Давно забытый король даровал своей возлюбленной огромный замок, Кипсейк, и уехал, чтобы никогда не вернуться. Несмотря на чудесных бабочек, обитающих в саду, Кипсейк стал ее проклятием. Ведь королева умирала от тоски и одиночества внутри огромного каменного монстра. Она замуровала себя в старой часовне, не сумев вынести разлуки с любимым. Такую сказку Нина Парр читала в детстве. Из-за бабочек погиб ее собственный отец, знаменитый энтомолог. Она никогда не видела его до того, как он воскрес, оказавшись на пороге ее дома.


Лекарство для тещи

Международный (Интернациональный) Союз писателей, поэтов, авторов-драматургов и журналистов является крупнейшей в мире организацией профессиональных писателей. Союз был основан в 1954 году. В данный момент основное подразделение расположено в Москве. В конце 2018 года правление ИСП избрало нового президента организации. Им стал американский писатель-фантаст, лауреат литературных премий Хьюго, «Небьюла», Всемирной премии фэнтези и других — Майкл Суэнвик.
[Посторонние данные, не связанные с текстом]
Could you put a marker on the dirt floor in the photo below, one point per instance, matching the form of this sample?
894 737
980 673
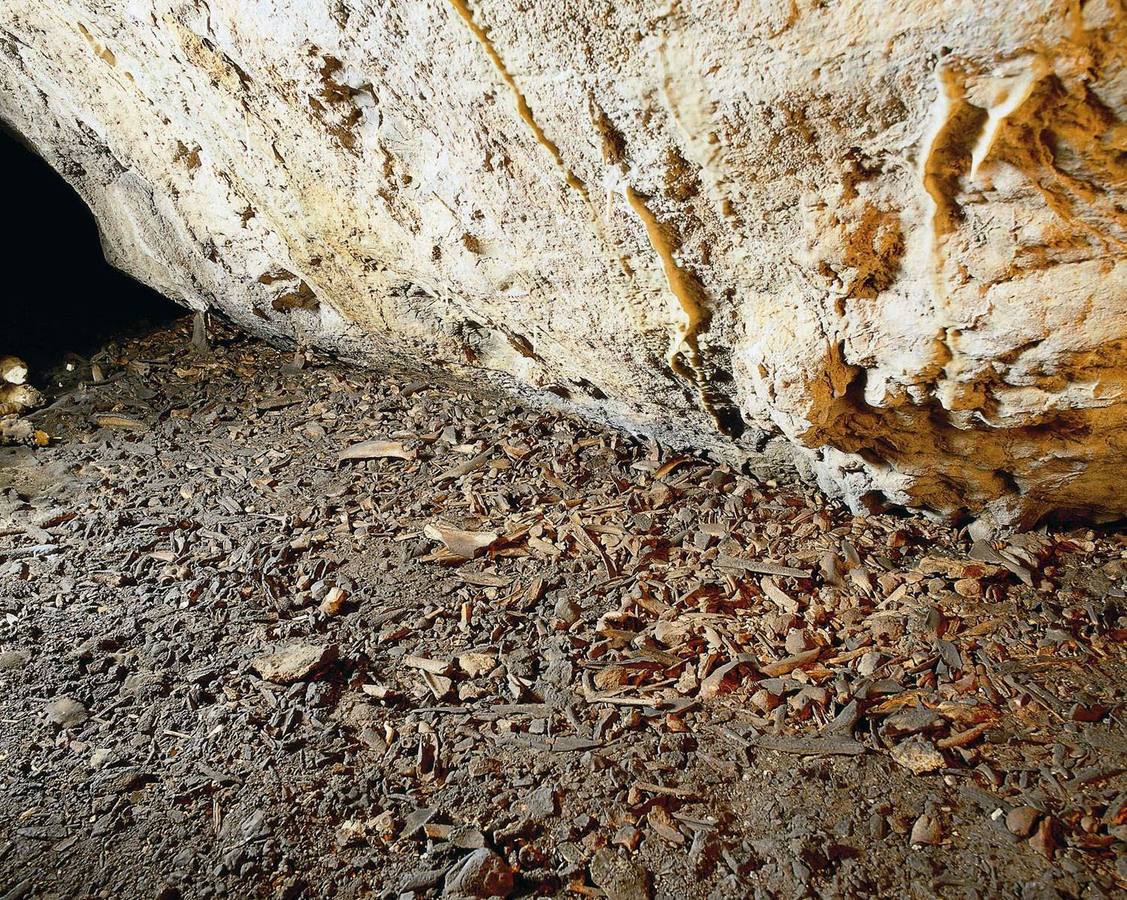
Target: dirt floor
269 631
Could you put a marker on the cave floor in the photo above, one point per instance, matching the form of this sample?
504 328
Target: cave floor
242 651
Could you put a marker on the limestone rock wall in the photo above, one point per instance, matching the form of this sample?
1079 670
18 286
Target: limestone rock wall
884 241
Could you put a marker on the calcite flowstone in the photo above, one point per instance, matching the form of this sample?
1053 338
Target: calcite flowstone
884 241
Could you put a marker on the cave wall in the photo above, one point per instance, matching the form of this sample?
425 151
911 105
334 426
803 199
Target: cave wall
885 242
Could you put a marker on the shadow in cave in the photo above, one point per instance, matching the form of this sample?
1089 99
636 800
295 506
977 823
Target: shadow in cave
60 297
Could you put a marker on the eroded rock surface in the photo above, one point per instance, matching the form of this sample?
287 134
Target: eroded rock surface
885 241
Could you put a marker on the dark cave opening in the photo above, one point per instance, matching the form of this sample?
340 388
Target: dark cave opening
61 300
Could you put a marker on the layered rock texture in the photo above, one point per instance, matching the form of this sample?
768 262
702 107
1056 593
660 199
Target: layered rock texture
884 241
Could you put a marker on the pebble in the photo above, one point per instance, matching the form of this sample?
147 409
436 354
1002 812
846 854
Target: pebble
482 873
65 712
1021 820
917 755
618 876
293 662
11 660
926 830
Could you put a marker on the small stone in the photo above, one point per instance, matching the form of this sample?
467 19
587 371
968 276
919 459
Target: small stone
618 876
1045 838
334 600
917 755
11 660
65 712
566 611
292 662
100 758
477 664
482 873
1022 820
926 830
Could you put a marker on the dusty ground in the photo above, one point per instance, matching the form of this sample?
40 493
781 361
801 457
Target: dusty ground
234 664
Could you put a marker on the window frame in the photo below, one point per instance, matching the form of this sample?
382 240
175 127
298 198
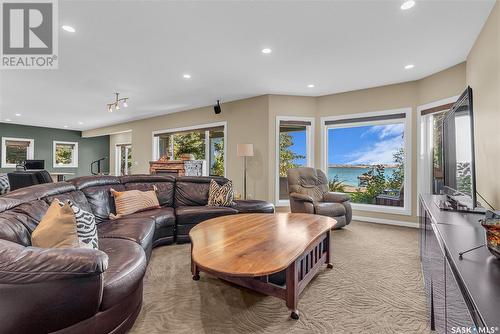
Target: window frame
156 144
30 153
407 208
74 161
310 152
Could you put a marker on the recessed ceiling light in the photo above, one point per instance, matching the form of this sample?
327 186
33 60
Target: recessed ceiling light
407 4
68 28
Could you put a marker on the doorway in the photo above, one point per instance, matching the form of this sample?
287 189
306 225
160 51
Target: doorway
123 161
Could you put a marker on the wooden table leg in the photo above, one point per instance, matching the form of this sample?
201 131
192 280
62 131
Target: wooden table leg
292 289
329 264
194 268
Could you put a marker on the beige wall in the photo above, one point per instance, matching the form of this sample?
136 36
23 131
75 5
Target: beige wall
253 120
247 122
483 75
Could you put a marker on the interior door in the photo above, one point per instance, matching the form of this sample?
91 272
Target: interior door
123 159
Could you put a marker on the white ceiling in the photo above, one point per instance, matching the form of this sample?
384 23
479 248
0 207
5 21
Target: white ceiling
142 48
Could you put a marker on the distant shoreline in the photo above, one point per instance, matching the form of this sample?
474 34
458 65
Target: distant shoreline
360 166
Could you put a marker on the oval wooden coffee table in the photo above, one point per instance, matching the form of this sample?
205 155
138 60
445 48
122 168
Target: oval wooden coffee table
250 249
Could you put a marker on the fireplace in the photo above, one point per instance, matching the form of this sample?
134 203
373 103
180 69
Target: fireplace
178 167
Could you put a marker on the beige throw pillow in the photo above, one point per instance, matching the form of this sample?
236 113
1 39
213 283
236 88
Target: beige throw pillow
131 201
57 229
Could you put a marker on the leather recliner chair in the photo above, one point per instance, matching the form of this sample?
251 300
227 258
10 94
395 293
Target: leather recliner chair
309 193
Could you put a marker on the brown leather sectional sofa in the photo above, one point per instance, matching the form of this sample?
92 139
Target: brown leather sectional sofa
93 291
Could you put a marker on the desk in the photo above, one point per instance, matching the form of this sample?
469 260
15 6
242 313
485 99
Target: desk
60 176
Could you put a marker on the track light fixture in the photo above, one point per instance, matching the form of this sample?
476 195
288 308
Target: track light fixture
217 108
116 105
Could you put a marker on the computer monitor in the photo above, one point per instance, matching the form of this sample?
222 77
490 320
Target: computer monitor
34 164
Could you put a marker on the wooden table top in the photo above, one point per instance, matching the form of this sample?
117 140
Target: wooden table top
255 244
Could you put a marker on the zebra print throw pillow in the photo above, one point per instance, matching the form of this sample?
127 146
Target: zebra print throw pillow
86 227
220 195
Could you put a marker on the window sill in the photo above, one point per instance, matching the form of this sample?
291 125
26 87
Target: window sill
405 211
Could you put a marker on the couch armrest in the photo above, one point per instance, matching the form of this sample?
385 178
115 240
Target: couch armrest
252 206
44 290
333 197
301 197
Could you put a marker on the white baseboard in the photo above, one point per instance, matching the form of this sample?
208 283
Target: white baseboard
385 221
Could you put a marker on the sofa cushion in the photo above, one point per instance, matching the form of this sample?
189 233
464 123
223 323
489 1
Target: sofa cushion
132 201
57 228
76 197
329 209
139 230
85 226
126 268
253 206
195 214
100 200
193 191
4 184
220 195
164 219
31 213
164 184
13 227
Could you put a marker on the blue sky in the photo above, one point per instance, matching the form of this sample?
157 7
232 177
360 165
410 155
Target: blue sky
368 145
358 145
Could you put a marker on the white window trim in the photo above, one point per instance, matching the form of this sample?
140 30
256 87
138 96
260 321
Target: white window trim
74 162
29 154
118 157
407 209
156 142
310 151
424 173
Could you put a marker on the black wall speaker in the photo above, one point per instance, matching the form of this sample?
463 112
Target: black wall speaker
217 108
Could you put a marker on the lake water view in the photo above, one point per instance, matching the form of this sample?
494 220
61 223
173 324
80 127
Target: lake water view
349 175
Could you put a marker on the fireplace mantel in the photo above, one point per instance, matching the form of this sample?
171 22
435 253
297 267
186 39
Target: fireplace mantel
177 167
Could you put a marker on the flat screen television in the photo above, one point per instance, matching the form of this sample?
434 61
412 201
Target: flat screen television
458 153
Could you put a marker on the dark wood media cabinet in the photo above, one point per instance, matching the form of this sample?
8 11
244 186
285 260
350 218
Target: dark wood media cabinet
461 294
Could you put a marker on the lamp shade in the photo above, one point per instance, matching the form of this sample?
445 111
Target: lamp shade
244 150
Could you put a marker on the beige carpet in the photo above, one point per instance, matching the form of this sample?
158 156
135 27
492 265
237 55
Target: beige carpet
375 287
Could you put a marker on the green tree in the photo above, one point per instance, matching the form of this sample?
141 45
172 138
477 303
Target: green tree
336 185
375 185
287 156
63 154
218 165
464 178
398 175
189 143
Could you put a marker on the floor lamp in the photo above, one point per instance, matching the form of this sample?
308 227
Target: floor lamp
244 150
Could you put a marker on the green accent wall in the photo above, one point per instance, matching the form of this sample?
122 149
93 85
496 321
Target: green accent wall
89 149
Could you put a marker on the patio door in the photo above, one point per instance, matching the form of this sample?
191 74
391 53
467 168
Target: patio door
123 159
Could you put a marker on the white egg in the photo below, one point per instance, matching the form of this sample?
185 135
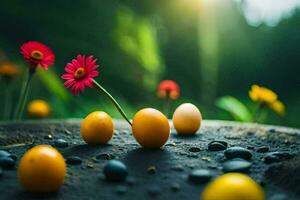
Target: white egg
187 119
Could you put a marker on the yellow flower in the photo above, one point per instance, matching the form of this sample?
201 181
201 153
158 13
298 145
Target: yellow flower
38 108
278 107
262 95
9 70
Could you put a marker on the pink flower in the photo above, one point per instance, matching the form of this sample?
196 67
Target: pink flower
168 89
80 73
37 54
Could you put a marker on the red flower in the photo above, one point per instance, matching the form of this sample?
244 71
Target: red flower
168 89
80 73
37 54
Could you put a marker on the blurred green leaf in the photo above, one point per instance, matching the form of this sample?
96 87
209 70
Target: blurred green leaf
235 108
54 84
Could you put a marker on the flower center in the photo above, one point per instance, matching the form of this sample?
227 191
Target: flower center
37 55
79 73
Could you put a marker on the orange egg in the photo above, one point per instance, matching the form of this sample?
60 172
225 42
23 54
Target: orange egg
97 128
187 119
233 186
150 128
42 169
38 108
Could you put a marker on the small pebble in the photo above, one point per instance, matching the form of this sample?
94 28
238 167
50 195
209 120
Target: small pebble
7 163
262 149
153 191
4 153
200 176
237 152
90 165
61 143
14 157
151 170
74 160
115 170
104 156
131 181
178 168
277 157
48 137
217 145
236 165
279 197
121 189
175 187
194 149
272 130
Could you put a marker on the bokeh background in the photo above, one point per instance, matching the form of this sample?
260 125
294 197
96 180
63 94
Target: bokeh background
211 48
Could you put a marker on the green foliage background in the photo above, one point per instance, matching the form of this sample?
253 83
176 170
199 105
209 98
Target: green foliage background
138 43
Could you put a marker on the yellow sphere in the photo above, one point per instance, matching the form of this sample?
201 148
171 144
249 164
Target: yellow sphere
233 186
150 128
187 119
42 169
97 128
38 108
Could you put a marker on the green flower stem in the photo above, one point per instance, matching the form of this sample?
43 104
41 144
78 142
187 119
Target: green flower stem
7 101
101 89
258 112
23 96
167 106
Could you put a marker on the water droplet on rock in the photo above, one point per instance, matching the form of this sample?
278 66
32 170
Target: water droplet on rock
194 149
61 143
74 160
217 146
200 176
151 170
262 149
115 170
236 165
237 152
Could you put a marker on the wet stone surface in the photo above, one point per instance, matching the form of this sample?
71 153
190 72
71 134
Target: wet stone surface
170 166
Юбилейный выпуск журнала Октябрь

«Сто лет минус пять» отметил в 2019 году журнал «Октябрь», и под таким названием выходит номер стихов и прозы ведущих современных авторов – изысканная антология малой формы. Сколько копий сломано в спорах о том, что такое современный роман. Но вот весомый повод поломать голову над тайной современного рассказа, который на поверку оказывается перформансом, поэмой, былью, ворожбой, поступком, исповедью современности, вмещающими жизнь в объеме романа. Перед вами коллекция визитных карточек писателей, получивших широкое признание и в то же время постоянно умеющих удивить новым поворотом творчества.


Идёт человек…

В книге рассказывается история главного героя, который сталкивается с различными проблемами и препятствиями на протяжении всего своего путешествия. По пути он встречает множество второстепенных персонажей, которые играют важные роли в истории. Благодаря опыту главного героя книга исследует такие темы, как любовь, потеря, надежда и стойкость. По мере того, как главный герой преодолевает свои трудности, он усваивает ценные уроки жизни и растет как личность.